3. - Dalla descritta condotta omissiva colposa discende l'obbligo risarcitorio solidale ex art. 2055 - 1 co. c. civ. dell'ente convenuto gestore della struttura sanitaria ove venne eseguito il trattamento terapeutico, e dello stesso convenuto dott. Pe. (che come non è stato specificamente contestato rivestiva la qualità di Dirigente del Reparto di ortopedia e traumatologia dell'Ospedale di Manduria all'epoca dei fatti di causa ed ebbe in cura l'At.), in base ai principi ed al regime probatorio della responsabilità contrattuale. Secondo consolidata giurisprudenza di legittimità, il ricovero di un paziente in una struttura (pubblica o privata) deputata a fornire assistenza sanitaria avviene sulla base di un contratto tra il paziente stesso ed il soggetto gestore della struttura, e l'adempimento di tale contratto, con riguardo alle prestazioni di natura sanitaria, è regolato dalle norme che disciplinano la corrispondente attività del medico nell'ambito del contratto di prestazione d'opera professionale; con la conseguenza che il detto gestore risponde dei danni derivati al paziente da trattamenti sanitari praticatigli, alla stregua delle norme di cui agli art. 1176 e 2236 c.c. ed in forza dell'art. 1228 c. civ., nell'ipotesi in cui a fondamento della richiesta di risarcimento vi sia l'affermazione di un errore tecnico dei medici preposti al trattamento. Il positivo accertamento della responsabilità dell'ente gestore della struttura di ricovero deriva pertanto dalla responsabilità colposa del medico esecutore dell'attività che si assume illecita o inadempiente (in tal senso ex multis Cass. 24 maggio 2006, n. 12362; id. 13 aprile 2007, n. 8826; id. 14/6/2007 n. 13953). Nell'ipotesi di specie sussiste il rapporto di preposizione di cui all'art. 1228 c. civ. poiché non è stato contestato che il trattamento diagnostico e terapeutico colposo sia stato eseguito da personale inserito nella struttura sanitaria del Presidio Ospedaliero di Manduria di cui il dott. Pe. era Dirigente; mentre sarebbe spettata al medico convenuto o alla struttura di appartenenza la prova, in concreto non fornita, che la prestazione si fosse svolta in modo diligente e che gli esiti dannosi o sfavorevoli fossero da attribuire ad un fattore imprevisto o imprevedibile (Cass. 9/2/2010 n. 2847; id. 16/1/2009 n. 975).
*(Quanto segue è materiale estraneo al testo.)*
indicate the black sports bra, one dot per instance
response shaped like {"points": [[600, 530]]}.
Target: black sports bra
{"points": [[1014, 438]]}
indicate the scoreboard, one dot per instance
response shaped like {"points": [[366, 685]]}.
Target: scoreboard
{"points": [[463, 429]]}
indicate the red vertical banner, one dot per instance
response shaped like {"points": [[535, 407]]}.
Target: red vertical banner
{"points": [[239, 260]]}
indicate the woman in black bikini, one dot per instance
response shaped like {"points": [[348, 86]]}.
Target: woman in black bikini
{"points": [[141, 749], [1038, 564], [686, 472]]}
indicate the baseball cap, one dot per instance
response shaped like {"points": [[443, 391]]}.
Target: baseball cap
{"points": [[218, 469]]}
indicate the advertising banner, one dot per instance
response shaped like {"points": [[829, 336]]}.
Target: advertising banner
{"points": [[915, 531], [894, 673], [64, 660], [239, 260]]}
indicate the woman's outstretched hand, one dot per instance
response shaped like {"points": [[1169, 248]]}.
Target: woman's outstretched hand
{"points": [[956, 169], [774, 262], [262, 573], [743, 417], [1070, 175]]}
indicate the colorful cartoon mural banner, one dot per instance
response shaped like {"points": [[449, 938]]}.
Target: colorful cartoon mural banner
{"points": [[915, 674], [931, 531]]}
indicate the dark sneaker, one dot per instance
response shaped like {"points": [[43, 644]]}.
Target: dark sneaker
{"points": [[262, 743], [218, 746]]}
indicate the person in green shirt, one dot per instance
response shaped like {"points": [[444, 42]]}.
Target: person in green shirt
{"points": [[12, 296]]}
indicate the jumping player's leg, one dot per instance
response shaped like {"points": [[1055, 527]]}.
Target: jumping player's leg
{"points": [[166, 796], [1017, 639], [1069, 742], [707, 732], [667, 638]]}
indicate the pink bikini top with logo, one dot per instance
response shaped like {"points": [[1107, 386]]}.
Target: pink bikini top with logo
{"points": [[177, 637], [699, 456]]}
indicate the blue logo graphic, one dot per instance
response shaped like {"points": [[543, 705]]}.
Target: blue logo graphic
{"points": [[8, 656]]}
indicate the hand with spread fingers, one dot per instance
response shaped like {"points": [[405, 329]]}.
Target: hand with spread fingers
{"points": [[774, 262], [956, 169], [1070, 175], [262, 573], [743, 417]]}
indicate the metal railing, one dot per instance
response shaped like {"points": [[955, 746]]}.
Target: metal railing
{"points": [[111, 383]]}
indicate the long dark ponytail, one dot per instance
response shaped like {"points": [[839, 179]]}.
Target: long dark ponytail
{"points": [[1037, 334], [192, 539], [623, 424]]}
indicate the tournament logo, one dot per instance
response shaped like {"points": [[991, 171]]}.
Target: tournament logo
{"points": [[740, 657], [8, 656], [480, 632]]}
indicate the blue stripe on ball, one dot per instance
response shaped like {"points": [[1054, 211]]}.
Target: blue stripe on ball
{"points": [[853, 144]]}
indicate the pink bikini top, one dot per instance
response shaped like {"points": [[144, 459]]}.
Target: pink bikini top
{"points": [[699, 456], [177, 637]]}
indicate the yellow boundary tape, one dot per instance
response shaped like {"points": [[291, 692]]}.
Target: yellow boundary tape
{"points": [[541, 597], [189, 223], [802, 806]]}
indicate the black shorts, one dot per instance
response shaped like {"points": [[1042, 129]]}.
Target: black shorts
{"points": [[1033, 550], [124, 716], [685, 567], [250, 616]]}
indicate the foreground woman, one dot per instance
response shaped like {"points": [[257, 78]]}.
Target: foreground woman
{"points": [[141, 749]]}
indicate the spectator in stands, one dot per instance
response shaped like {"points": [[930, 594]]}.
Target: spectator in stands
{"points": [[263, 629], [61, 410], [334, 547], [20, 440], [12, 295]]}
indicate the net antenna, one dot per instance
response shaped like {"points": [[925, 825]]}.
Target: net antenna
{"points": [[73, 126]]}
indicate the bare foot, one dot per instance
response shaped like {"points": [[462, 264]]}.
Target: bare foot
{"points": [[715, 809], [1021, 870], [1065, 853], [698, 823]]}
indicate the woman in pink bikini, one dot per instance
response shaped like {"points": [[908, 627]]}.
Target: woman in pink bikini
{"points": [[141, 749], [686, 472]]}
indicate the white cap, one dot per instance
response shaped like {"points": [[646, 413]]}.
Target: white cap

4. Accertati gli elementi soggettivi ed oggettivi dell'inadempimento, occorre liquidare il danno subito dall'At. in relazione immediata e diretta rispetto a questo. E' opportuno richiamare sul punto taluni principi tratti dalla pronuncia di Cass. s.u. 11/11/2008 n. 26972, intervenuta sul tema. Il danno non patrimoniale di cui parla, nella rubrica e nel testo, l'art. 2059 c.c., si identifica col pregiudizio determinato dalla lesione di interessi inerenti la persona non connotati da rilevanza economica. L'art. 2059 c.c. non delinea una distinta ipotesi di illecito civile ma è norma di rinvio alle leggi che determinano i casi di risarcibilità del danno non patrimoniale.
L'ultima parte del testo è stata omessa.